В Казанском соборе было людно. Пахло ладаном, горячим воском и свежеокрашенной тканью. Внутреннее убранство сильно отличалось от обычного. В центре собора под огромным пурпурным балдахином, который венчала поддерживаемая двумя ярко-белыми ангелами императорская корона, на ступенчатом катафалке располагался крытый синим бархатом большой закрытый гроб.

По бокам катафалка стояли стражи — латники в средневековых доспехах, — по одну сторону в черных, по другую в белых, по три с каждой стороны. Латниками были одеты шесть капитанов гвардии. Ниже них на следующем уступе располагались шесть камер-юнкеров и шесть камер-пажей. Еще ниже — двенадцать пажей и двенадцать подпрапорщиков. Все в траурных сутанах.

Тяжелые черно-лиловые портьеры закрывали окна. Балдахин, катафалк и гроб были освещены ровным светом. Все остальное пространство оказывалось затемнено, освященное только паникадилами, стоящими полукругом. Был день тринадцатого марта тысяча восемьсот двадцать шестого года — день похорон почившего в бозе императора Александра Павловича.

Для участия в похоронной процессии собирались выборные лица всех сословий Российской империи — депутации от губерний всея Великия и Малыя и Белыя, Царства Польского и княжества Финляндского, дипломатический корпус и венценосные особы союзных государств. Огромная масса народа всех степеней и званий. Депутации от крестьян, от купечества, от дворян, от мещан-разночинцев. Но отличить принца Оранского или великого князя Михаила Павловича от купца первой гильдии Антонова — депутата от купечества Рязанской губернии или крестьянина Мишки Вельяминова из села Николина Гора было крайне затруднительно, так как на всех участников церемониала были накинуты специально пошитые к этому случаю одинаковые траурные епанчи, покрой которых не отличался разнообразием и одинаково плохо сидел на всех присутствующих. Выделялись нарядами только церемониальные лица и духовенство.
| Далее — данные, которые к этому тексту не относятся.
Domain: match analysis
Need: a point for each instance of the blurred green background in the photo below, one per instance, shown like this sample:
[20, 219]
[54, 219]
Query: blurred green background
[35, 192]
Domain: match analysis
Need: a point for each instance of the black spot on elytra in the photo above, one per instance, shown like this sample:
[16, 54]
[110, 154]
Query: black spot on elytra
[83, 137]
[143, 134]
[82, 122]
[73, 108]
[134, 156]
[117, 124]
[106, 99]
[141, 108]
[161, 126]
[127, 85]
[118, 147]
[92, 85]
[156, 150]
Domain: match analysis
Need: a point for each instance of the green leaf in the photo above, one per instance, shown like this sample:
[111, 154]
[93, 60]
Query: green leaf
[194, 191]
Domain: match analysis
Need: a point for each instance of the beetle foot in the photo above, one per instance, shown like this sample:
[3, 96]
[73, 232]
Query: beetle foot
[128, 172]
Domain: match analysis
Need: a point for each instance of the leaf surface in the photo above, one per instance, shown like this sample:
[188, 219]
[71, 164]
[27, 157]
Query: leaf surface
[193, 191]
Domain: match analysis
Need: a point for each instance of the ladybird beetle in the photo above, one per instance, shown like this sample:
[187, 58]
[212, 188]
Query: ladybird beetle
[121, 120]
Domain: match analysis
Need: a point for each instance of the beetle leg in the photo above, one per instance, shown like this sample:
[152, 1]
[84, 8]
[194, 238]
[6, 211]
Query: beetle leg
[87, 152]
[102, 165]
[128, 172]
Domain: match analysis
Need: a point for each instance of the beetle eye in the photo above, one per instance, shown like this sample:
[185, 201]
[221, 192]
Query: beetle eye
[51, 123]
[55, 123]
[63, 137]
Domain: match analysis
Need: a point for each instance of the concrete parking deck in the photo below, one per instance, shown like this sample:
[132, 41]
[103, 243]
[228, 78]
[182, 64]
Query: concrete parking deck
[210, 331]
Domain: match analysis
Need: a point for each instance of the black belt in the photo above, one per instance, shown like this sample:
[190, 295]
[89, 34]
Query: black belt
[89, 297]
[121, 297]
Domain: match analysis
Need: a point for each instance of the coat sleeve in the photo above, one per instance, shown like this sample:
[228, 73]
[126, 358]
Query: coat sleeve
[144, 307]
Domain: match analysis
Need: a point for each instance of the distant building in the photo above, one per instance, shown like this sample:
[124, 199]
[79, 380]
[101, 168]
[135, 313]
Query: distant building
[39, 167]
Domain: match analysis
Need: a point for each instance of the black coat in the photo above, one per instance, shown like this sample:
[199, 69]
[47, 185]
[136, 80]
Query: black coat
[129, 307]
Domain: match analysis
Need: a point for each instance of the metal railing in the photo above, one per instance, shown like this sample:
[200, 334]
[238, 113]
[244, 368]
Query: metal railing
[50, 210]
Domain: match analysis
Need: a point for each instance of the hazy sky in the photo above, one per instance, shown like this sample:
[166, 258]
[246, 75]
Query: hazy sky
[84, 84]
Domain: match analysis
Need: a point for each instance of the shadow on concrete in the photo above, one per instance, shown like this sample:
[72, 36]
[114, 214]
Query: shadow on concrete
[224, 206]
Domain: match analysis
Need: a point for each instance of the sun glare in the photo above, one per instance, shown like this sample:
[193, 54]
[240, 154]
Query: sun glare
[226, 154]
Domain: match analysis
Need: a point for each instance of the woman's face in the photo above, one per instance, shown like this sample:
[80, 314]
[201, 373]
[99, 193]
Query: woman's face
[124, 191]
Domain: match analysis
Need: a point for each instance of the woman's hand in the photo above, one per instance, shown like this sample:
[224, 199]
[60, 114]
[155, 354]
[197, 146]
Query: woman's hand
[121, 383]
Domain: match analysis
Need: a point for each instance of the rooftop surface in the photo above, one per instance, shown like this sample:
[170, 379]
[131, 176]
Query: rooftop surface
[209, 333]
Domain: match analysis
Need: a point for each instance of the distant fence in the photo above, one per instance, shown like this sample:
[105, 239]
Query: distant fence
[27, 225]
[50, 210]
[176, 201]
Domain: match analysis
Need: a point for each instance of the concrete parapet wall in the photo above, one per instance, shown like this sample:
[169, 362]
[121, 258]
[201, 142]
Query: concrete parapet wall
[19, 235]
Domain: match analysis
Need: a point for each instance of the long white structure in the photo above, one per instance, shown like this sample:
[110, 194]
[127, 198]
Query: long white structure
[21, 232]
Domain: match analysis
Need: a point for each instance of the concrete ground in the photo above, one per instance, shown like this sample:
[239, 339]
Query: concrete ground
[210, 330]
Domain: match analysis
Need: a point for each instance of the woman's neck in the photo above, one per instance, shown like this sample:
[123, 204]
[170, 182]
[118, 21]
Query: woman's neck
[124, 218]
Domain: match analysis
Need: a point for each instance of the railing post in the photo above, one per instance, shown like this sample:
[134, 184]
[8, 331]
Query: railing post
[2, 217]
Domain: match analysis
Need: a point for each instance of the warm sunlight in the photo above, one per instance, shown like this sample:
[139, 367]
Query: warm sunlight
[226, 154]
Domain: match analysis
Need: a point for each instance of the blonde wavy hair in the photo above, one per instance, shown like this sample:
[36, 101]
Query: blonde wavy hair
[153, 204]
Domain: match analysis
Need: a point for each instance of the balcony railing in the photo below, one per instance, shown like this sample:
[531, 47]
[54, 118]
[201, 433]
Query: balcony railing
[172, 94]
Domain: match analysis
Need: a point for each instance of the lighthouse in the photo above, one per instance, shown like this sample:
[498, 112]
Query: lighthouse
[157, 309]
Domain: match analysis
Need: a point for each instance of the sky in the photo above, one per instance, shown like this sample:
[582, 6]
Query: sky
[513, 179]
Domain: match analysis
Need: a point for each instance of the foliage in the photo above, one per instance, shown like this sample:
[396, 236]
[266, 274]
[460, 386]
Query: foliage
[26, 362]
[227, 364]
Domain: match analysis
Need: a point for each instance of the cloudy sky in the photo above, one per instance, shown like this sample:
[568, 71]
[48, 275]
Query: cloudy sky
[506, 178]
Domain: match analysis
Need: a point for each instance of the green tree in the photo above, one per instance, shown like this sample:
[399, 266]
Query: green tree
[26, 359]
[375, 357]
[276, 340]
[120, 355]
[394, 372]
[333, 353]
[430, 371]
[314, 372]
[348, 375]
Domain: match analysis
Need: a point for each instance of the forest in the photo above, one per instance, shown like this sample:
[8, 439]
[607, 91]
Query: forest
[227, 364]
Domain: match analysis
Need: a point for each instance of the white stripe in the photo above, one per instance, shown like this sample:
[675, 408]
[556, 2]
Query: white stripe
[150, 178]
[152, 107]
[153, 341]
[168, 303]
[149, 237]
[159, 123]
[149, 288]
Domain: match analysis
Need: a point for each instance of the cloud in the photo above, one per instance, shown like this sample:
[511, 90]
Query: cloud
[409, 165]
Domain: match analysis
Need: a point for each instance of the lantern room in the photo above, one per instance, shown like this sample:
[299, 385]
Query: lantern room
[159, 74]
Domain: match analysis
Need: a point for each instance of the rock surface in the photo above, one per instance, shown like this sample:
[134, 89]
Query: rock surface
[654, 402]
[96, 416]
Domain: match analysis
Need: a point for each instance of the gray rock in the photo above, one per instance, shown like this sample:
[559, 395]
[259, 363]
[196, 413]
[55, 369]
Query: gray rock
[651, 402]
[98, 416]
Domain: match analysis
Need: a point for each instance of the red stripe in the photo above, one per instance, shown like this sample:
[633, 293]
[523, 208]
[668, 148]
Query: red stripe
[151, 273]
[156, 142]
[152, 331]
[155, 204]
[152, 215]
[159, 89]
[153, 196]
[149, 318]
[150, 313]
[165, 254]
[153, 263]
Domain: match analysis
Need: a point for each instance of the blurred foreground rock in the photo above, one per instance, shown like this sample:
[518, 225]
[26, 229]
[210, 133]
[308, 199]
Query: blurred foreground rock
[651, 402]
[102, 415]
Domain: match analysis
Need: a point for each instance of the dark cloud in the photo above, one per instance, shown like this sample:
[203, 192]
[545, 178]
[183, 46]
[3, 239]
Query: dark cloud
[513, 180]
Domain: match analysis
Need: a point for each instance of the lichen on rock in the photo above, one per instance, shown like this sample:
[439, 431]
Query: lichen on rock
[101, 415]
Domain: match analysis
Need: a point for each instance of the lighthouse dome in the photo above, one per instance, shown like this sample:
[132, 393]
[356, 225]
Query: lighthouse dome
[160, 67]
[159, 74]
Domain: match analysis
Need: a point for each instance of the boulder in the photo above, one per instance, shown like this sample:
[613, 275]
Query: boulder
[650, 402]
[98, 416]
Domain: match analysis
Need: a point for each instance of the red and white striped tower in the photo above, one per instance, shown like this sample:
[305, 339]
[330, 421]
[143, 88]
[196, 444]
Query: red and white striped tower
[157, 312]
Вновь входящие подходили к паникадилам, воспаляли свечи и отходили в темноту притворов, за колонны в левый и правый нефы, направляемые герольдами, занимая указанное им место. Яркими пятнами сверкали вышитые золотом орлы на черных супервестах и белые перчатки герольдов. В полутьме собора казалось, что вокруг орлов парят в воздухе ладони и это сами орлы указывают направление. Центр собора оставался при этом свободным. Откуда-то из алтарной части раздавался звук оркестра, играющего траурные гимны и марши и создающего соответствующую случаю атмосферу. Это одновременно позволяло публике переговариваться между собой, не нарушая торжественности момента, в ожидании начала церемонии.

В правом нефе рядом с могилой Кутузова между колоннами у самой стены стояли два монаха. По черным рясам и камилавкам с наметками в них можно было узнать иноков священнического звания. Их практически не было видно на фоне траурных портьер, так что стоящие рядом у бронзовой решетки под картиной «Чудо от Казанской иконы Божией Матери в Москве» купцы первой гильдии рязанец Антонов и москвич Ананиев, переговариваясь между собой, не догадывались, что их могут слышать. Купцы были знакомы между собой давно, имели сношения по коммерции и были кумовьями. Поэтому и оказались здесь вдвоем, укрывшись от пестрой публики высшего света.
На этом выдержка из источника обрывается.